In this dissertation, we compared the effectiveness of the PPPS and PDM model checking methods with the PP method in evaluating person fit in two-parameter normal ogive (2PN) IRT models, and overall model goodness-of-fit in 2PN testlet models. Two simulation studies were performed. The first study explored the performance of each method (PP, PPPS, and PDM) in assessing person fit, or the goodness-of-fit of an individual's set of test answers with the assumed Bayesian 2PN IRT model. Several classical person fit measures were employed under each method. We also introduced using the sum of squared Bayesian latent residuals as a person fit measure.

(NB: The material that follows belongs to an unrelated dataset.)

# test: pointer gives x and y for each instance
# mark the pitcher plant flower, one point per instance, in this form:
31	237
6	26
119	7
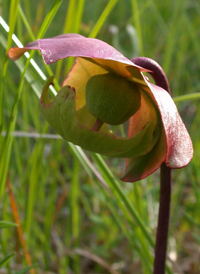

Four different types of person miss-fit were taken from the literature, and response data sets were simulated with certain examinee's responses following these violations. We found that for most of the measures, the PPPS and PDM methods outperformed the PP method in detecting the examinee's response patterns simulated to be aberrant under the model. In particular, the sum of squared Bayesian latent residuals showed to be a very effective measure under the PPPS method.

The second simulation study compares the performance of the PP method and the PPPS method in assessing the overall goodness-of-fit of a Bayesian 2PN IRT model fitted to data generated under a Bayesian 2PN testlet model with equal variance across testlets. Under the PP method we used three goodness-of-fit measures based on biserial correlations that were previously employed for checking the goodness-of-fit of a three-parameter logistic (3PL) IRT model to 3PL testlet data. For use under the PPPS method, we introduced three new goodness-of-fit measures which are calculated from posterior values of the item discrimination parameters. Data sets were simulated under four different values of testlet variance, ranging from very low to fairly high. Looking at the detection rates under the PP method, we saw that the measures performed very poorly in detecting a lack of fit of the 2PN IRT model for all data values of testlet variance. The detection rates of the new measures under the PPPS method showed to be higher than those under the PP method. However, the measures under the PPPS method only showed descent power in detecting lack of fit for large values of data generating testlet variance.